Abbreviations (Top to bottom, left to right): T cell mediated rejection (TCMR); antibody-mediated rejection (AMR); mycophenolate mofetil (MMF); BID (twice daily); hydroxychloroquine (HCQ); atazanavir (ATV); anti-thymocyte globulin (ATG); methylprednisolone (methylpred.); assisted living facility (ALF); Real-time quantitative polymerase chain reaction (RT-qPCR); saliva (SL); nasopharyngeal (NP); transcription mediated amplification (TMA).

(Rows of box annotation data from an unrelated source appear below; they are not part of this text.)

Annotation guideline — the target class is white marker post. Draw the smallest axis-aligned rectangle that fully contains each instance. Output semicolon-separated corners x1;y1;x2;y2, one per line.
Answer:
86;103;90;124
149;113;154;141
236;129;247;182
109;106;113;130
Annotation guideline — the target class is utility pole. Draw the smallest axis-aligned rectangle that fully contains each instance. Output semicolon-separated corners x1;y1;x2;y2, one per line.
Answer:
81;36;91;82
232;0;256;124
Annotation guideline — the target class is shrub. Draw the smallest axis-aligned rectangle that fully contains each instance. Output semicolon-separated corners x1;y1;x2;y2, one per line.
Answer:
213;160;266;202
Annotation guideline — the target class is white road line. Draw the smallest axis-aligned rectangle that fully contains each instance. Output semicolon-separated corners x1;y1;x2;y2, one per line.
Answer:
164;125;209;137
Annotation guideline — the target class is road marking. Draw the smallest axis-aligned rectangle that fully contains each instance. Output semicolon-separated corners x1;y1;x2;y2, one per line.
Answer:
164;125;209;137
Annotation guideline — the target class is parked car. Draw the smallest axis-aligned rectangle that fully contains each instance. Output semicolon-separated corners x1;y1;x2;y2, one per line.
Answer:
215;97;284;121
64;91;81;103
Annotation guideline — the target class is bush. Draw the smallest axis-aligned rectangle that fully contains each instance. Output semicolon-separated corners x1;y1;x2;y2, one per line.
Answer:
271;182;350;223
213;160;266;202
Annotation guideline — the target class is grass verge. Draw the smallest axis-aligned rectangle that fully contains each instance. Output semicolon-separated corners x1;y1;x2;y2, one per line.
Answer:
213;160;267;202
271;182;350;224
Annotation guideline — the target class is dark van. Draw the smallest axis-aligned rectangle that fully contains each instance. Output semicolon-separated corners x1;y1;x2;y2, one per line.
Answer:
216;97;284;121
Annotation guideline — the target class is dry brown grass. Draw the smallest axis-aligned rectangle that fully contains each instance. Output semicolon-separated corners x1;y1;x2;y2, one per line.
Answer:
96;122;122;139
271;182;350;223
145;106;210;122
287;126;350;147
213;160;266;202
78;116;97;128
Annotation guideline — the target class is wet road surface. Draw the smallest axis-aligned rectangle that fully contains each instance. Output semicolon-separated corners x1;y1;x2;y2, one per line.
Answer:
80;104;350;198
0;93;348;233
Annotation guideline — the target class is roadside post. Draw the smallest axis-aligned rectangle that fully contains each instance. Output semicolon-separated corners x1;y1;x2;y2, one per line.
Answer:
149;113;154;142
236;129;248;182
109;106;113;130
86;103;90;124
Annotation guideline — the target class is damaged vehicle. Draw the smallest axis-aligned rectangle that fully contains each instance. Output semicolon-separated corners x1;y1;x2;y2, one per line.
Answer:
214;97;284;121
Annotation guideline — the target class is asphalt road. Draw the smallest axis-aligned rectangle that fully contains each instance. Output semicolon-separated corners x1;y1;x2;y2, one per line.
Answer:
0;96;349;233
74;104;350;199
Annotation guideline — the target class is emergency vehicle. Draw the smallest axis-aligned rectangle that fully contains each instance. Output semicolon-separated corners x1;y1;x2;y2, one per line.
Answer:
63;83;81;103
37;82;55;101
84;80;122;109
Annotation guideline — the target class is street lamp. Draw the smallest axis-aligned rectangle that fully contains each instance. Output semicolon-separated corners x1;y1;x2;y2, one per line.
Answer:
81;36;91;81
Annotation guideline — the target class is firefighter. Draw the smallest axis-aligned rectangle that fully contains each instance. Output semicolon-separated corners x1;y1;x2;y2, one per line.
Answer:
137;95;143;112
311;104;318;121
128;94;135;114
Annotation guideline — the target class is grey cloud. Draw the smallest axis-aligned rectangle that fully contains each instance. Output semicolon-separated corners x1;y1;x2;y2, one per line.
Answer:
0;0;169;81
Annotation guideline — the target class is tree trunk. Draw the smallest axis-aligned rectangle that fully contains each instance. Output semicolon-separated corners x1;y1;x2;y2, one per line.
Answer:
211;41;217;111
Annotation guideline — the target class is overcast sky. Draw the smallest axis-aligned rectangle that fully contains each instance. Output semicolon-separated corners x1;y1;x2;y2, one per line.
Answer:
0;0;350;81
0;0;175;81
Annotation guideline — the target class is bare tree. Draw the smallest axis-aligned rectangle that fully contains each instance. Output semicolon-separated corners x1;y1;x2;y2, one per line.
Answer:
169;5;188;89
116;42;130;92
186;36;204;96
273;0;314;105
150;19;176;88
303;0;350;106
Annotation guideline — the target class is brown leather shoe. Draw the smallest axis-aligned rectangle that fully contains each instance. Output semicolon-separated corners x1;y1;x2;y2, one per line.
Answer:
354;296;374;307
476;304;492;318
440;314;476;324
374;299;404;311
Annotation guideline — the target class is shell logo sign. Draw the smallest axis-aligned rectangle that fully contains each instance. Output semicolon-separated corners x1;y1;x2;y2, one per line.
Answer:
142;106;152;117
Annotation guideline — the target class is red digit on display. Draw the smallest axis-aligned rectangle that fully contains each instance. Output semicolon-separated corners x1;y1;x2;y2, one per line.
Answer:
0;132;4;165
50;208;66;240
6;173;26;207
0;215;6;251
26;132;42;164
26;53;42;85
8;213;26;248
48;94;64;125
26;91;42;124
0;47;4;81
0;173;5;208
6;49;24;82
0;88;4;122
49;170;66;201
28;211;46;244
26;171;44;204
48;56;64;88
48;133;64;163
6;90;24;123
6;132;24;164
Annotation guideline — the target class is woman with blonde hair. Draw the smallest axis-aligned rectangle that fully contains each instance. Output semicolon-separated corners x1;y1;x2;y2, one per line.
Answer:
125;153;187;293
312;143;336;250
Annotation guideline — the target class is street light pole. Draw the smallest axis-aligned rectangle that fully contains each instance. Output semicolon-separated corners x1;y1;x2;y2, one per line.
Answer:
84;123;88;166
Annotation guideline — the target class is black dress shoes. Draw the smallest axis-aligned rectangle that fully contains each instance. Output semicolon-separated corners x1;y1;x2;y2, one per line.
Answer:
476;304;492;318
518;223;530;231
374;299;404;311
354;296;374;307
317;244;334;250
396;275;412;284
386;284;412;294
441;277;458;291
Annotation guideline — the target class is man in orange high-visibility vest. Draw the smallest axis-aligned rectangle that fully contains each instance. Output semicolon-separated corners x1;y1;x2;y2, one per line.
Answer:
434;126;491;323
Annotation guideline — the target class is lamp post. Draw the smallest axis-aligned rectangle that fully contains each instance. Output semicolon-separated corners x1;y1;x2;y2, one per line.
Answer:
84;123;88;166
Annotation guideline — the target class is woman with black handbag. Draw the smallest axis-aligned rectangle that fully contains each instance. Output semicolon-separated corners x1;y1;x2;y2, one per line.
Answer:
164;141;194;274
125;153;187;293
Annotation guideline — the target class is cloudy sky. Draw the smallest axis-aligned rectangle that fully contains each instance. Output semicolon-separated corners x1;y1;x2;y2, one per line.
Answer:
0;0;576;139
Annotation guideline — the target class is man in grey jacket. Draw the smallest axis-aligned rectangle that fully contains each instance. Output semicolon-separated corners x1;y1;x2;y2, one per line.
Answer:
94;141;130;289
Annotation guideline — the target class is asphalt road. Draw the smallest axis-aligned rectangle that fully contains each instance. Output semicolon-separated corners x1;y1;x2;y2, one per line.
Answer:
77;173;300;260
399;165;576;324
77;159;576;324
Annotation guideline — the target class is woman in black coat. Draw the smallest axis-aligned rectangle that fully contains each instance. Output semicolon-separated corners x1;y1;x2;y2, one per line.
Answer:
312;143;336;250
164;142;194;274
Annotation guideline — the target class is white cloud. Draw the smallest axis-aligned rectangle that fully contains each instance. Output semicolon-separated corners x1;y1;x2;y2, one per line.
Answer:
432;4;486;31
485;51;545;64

Approximately 10 weeks after discharge, a kidney allograft biopsy was performed because of increasing serum creatinine and was notable for evidence of acute T-cell-mediated rejection (TMCR) and antibody-mediated rejection (AMR) of the transplanted organ (Fig. 1). He was readmitted and treated with 400 mg of antithymocyte globulin and 125 mg of methylprednisolone. Belatacept was continued, low-dose prednisone was restarted, and the MMF dose was increased. Notably, a nasopharyngeal swab collected at the time was negative for SARS-CoV-2 using a non-quantitative transcription-mediated amplification (TMA) test. The patient remained asymptomatic and was discharged back to the transitional living facility. He received rituximab 1 week after discharge to address AMR.

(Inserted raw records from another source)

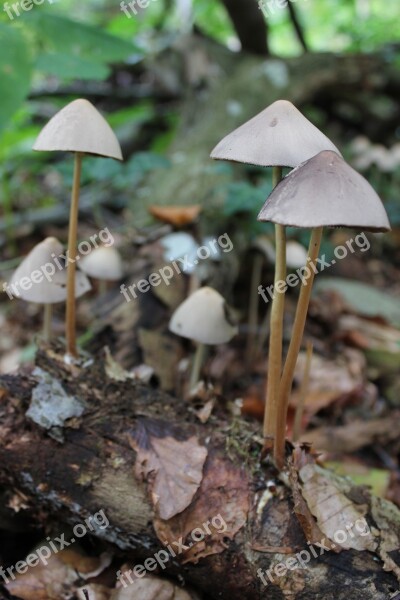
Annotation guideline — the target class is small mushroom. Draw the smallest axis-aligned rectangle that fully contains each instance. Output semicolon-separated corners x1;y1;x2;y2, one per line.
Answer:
258;151;390;468
211;100;340;446
78;246;124;294
33;99;122;357
8;237;91;341
169;287;238;390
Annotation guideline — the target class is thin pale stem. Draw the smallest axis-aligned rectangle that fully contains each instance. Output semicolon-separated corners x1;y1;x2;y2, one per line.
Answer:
246;253;264;366
65;152;82;357
274;227;323;469
43;304;53;342
98;279;108;296
292;342;313;442
189;344;206;391
263;167;286;449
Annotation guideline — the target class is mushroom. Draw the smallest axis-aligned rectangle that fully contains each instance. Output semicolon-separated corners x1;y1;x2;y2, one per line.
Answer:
8;237;91;341
258;151;390;468
211;100;340;446
169;287;238;390
33;99;122;357
78;246;124;294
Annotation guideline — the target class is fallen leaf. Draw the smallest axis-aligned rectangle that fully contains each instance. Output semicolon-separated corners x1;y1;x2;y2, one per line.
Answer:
314;277;400;326
154;453;250;564
324;459;390;498
139;329;181;391
290;349;366;416
299;464;378;552
149;204;202;227
5;550;110;600
300;411;400;454
129;419;207;519
76;583;112;600
110;576;192;600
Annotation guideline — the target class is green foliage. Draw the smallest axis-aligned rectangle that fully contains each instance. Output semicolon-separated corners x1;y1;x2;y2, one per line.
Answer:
0;23;32;132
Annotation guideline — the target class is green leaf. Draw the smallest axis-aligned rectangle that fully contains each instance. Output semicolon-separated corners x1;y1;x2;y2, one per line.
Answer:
35;52;110;80
24;10;141;64
0;23;32;131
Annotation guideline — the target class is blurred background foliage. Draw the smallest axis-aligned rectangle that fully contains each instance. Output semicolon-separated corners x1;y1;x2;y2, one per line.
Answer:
0;0;400;251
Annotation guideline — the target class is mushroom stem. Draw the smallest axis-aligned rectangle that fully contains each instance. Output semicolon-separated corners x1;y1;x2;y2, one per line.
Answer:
263;167;286;450
189;343;206;392
274;227;323;469
65;152;83;357
246;253;263;367
98;279;107;296
292;342;313;442
43;304;53;342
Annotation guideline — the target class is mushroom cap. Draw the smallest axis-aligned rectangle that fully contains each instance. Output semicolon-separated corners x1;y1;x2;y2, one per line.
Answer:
169;287;238;345
10;237;92;304
78;246;124;281
33;99;122;160
211;100;340;167
258;151;390;231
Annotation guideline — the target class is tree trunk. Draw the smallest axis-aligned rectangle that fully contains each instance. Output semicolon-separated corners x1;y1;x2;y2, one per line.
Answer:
0;346;397;600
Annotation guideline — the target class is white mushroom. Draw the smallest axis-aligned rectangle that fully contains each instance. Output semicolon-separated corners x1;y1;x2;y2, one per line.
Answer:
169;287;238;389
8;237;91;341
33;99;122;357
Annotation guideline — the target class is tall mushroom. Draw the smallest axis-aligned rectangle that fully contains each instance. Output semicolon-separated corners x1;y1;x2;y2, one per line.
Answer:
169;287;238;390
78;246;124;294
258;151;390;468
211;100;339;440
8;237;91;341
33;99;122;357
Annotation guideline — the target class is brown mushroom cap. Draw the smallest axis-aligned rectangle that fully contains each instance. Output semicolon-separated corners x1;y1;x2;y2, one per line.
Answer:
258;151;390;231
33;99;122;160
169;287;238;345
211;100;340;167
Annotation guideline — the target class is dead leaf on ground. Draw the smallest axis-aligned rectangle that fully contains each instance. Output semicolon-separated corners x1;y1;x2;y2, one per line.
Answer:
154;453;250;564
76;583;112;600
6;550;110;600
139;329;182;391
129;419;207;519
290;349;366;416
299;464;378;552
300;411;400;454
110;576;193;600
289;446;335;550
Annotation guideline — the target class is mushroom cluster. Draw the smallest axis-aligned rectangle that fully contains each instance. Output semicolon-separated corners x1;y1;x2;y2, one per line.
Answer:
9;237;91;341
169;287;238;390
211;100;390;469
33;99;122;358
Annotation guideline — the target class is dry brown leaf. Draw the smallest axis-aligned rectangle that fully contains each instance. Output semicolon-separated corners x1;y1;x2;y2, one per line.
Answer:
76;583;112;600
139;329;182;391
289;447;336;550
299;464;378;552
149;204;202;227
300;411;400;454
290;349;366;415
6;550;110;600
130;419;207;519
154;454;250;563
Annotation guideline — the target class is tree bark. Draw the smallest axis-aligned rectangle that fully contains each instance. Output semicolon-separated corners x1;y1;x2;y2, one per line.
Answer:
223;0;268;55
0;346;397;600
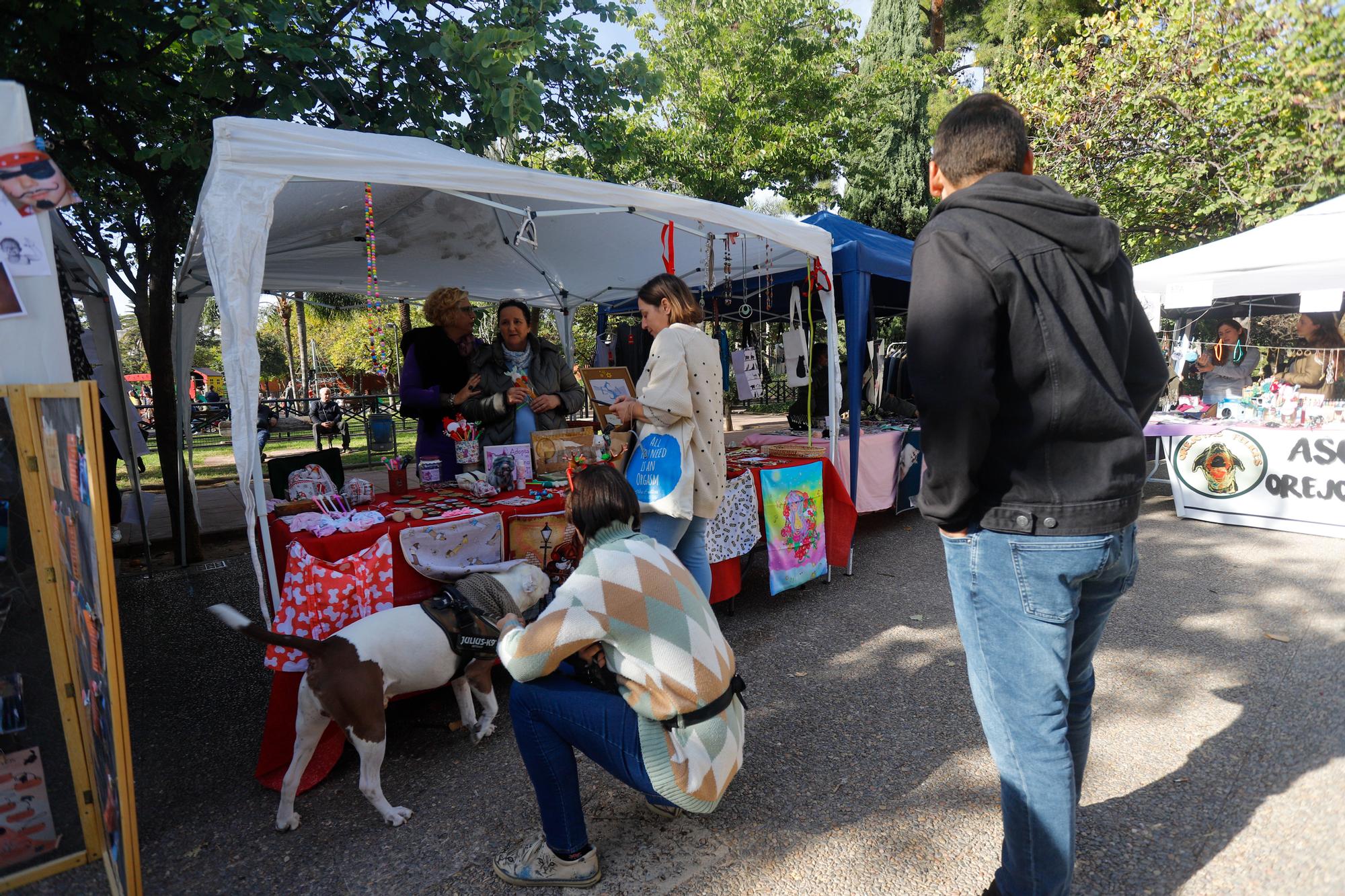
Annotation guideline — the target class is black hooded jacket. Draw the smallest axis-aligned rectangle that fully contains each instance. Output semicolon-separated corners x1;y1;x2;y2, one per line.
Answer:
907;172;1169;536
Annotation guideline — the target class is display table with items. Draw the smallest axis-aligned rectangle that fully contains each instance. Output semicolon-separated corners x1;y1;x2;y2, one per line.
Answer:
741;422;920;514
1145;401;1345;538
256;448;855;792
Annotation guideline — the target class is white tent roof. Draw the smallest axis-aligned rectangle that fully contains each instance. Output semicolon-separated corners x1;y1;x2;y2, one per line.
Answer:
179;118;831;308
1135;196;1345;308
174;118;839;610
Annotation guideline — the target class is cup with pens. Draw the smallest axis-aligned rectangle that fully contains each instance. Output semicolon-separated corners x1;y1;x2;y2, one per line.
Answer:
383;455;412;495
444;414;482;470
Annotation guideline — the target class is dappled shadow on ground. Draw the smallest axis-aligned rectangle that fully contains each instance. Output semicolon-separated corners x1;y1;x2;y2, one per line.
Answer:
24;499;1345;893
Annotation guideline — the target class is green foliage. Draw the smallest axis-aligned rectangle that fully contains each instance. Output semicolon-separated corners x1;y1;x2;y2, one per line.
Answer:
997;0;1345;261
841;0;932;238
560;0;858;214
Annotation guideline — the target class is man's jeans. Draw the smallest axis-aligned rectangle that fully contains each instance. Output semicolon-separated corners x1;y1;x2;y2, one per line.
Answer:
943;525;1139;896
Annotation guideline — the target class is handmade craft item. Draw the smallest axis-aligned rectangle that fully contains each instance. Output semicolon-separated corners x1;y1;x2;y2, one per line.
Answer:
285;464;336;501
484;445;533;491
705;473;761;564
761;463;827;595
580;367;635;429
533;426;593;474
399;513;504;581
265;536;393;671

Approximately 15 weeks after this hospitalization, the patient underwent repeat renal allograft biopsy for evaluation of polyomavirus-associated nephropathy that demonstrated evidence of mild remnant AMR (Fig. 1). Ongoing neutropenia necessitated additional infusions of filgrastim. At 220 DFSO, a NP swab collected from the patient was again negative for SARS-CoV-2 using TMA.

Approximately 4 months after the diagnosis of rejection and 7 months from his primary COVID-19 diagnosis, the patient was readmitted to the hospital with fatigue and nonproductive cough (Fig. 1). Repeat SARS-CoV-2 PCR of NP samples returned positive at 236 DFSO / 5 days from reinfection symptom onset (DFSO*) with cycle thresholds to targets N1 and N2 of 27.34 and 27.15, respectively. The patient did not develop fevers or hypoxia, had no evidence of pneumonia on chest imaging, and did not require COVID-19-specific therapy. SARS-CoV-2 IgG was reactive at 5 DFSO*. Isolation precautions were reinstituted for the 10-day duration of hospitalization and were maintained after his return to the group living facility.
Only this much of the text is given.